A few years ago, Saudi Arabia had a change of leadership at the top, and the new guy in charge decided to open up the country in some very positive ways. Major steps were taken to open up society, and clumsily heartwarming human rights gestures were even appearing, like rare flowers blooming in the desert after decades of drought. Women were suddenly acknowledged to be different than dogs, and allowed to, for example, go jogging in public, and attend soccer matches. To the relief of all, no mayhem ensued, and the dream of a female being allowed to one day kick a soccer ball in public remains alive.
On the business front, the new ruler decided, or someone in the ruling clique did, that privatizing Saudi Aramco was a good idea as well. Not selling it all, not yet anyway, but a start, with maybe 5 percent to be floated to the public.
The Initial Public Offering (IPO) caused a lot of speculation about why it was being done, and what the impacts on the market would be. Some viewed it as a non-event, as just another crown corporation being sold off as has happened hundreds of times around the world.

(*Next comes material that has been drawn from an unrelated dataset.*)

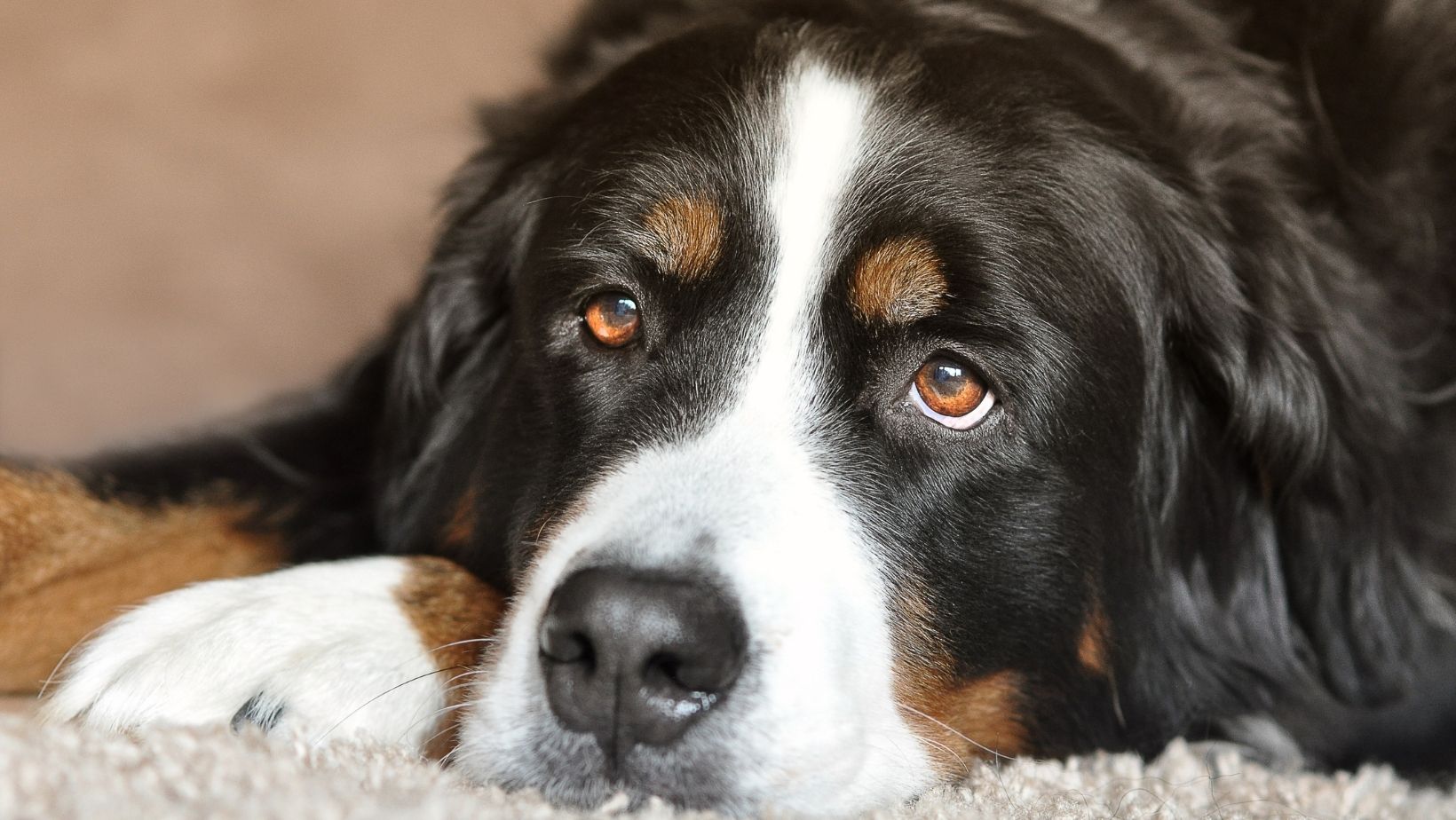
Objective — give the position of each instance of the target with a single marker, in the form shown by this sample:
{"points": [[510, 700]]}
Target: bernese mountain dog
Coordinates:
{"points": [[805, 398]]}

This one was different, however, for a number of reasons: the potential size of the valuation; the timing (with oil prices in the toilet – the IPO was announced in 2016); and most importantly, the scrutiny that Saudi Aramco would be exposed to as a public company. For decades, the Saudis have thrown around numbers – spare capacity, reserves, etc. – that were completely unverifiable, and they liked it that way. As a public company, that world would change beyond belief. Stock analysts want to know if something changes to the third decimal point, and why.
Lately however, the prospects of the IPO happening seem to be unraveling. In addition to the factors above, a collateral problem may have appeared to go with the great public showing-of-the-underwear. The problem is so huge that it may in fact be the main cause of the IPO’s possible termination, and it is indirectly important to everyone in the oil business.

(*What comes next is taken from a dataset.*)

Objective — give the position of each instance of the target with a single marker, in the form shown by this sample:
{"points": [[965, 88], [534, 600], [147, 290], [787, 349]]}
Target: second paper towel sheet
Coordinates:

The issue facing SA if the IPO does proceed is that the entire country’s foreign policy and economic tool kit gets thrown out the window. SA has, for half a century, jerked the world around by manipulating oil production levels (or, more often, by threatening to do so, which had the same effect due to the sheep-like reporting of any Saudi production announcement). All SA had to do was to mention plans to cut a few hundred thousand barrels, or add similar, and oil markets gyrated wildly on the news. SA could even throw out any crazy statement it wanted about how the world would never be short of oil because of their supply cushion, a magical/mythical number that was always relied on but may have had no basis in reality whatsoever. Take, for example, SA’s Ghawar field, which accounts for more than a third the country’s output (or thereabouts, who knows), which is a massively water-flooded field that has been in production for more than half a century. What is the “maximum” production of this field? Can SA crank it by 5 percent? 10? 20? For how long? At what cost, not just economically but in terms of possible damage/water breakthrough for the reservoir?
What we do know is that as a public company, with shareholders to answer to, it would be extremely difficult to shut in/add production as a means to tinker with global price levels. Activist investors and class action lawyers dream about situations like that, which is probably a very big reason Saudi Aramco wandered away from the idea of listing their shares on a US exchange.

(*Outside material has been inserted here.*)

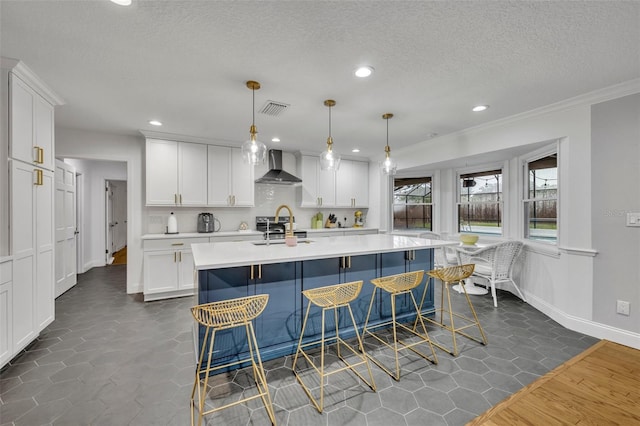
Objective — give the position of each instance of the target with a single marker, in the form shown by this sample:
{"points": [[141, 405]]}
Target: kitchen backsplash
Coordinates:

Actually, they appear to be mildly nauseated by the whole idea of going public now. The Saudis have even acquiesced to Donald Trump, promising to raise production to lower prices (though yet again that talk is a lot more feathers than chicken). Lowering global oil prices will hurt Saudi Aramco’s bottom line at the very time they are trying to maximize the value of the company, further indicating that the IPO is becoming more unlikely.
What does this have to do with North American producers? Not a whole lot, directly, but indirectly it is very significant. The oil market has an air of mystique about it, because one of the largest and most key variables – Saudi Arabia – has been a black box. At times when the world appeared short of oil, the Saudis placated everyone by promising as much supply as needed. They may have been lying through their teeth, but we tended to believe them because they look so serious and smart and they are oh-so rich. When the world was awash in oil, the reverse happened – the Saudis were one of the few countries that had the flexibility to shut in material amounts at will (by choice, not because economics forced them to).
Many other industries are transparent, or a lot more so, where commodities have proper “price discovery” – that is, all the variables at play are more or less understood at the moment. The market’s guess may be totally wrong, but it is operating with complete information.
Oil markets might look quite different if the world had a thorough understanding of the realities of Saudi Aramco’s assets. The mystery would be gone. It is hard to say what this would mean for prices, there would likely be more volatility without the Saudi damper. When things got to the margin, such as when an oil shock happened somewhere in the world that removed a sizeable chunk of production, the price reaction might be quite different without the soothing words of Uncle Saudi. If the IPO gets cancelled, we will remain in that state of blissful ignorance, at least until things really blow up, and we find out the hard way whether the Saudis have been accurately portraying reality or not.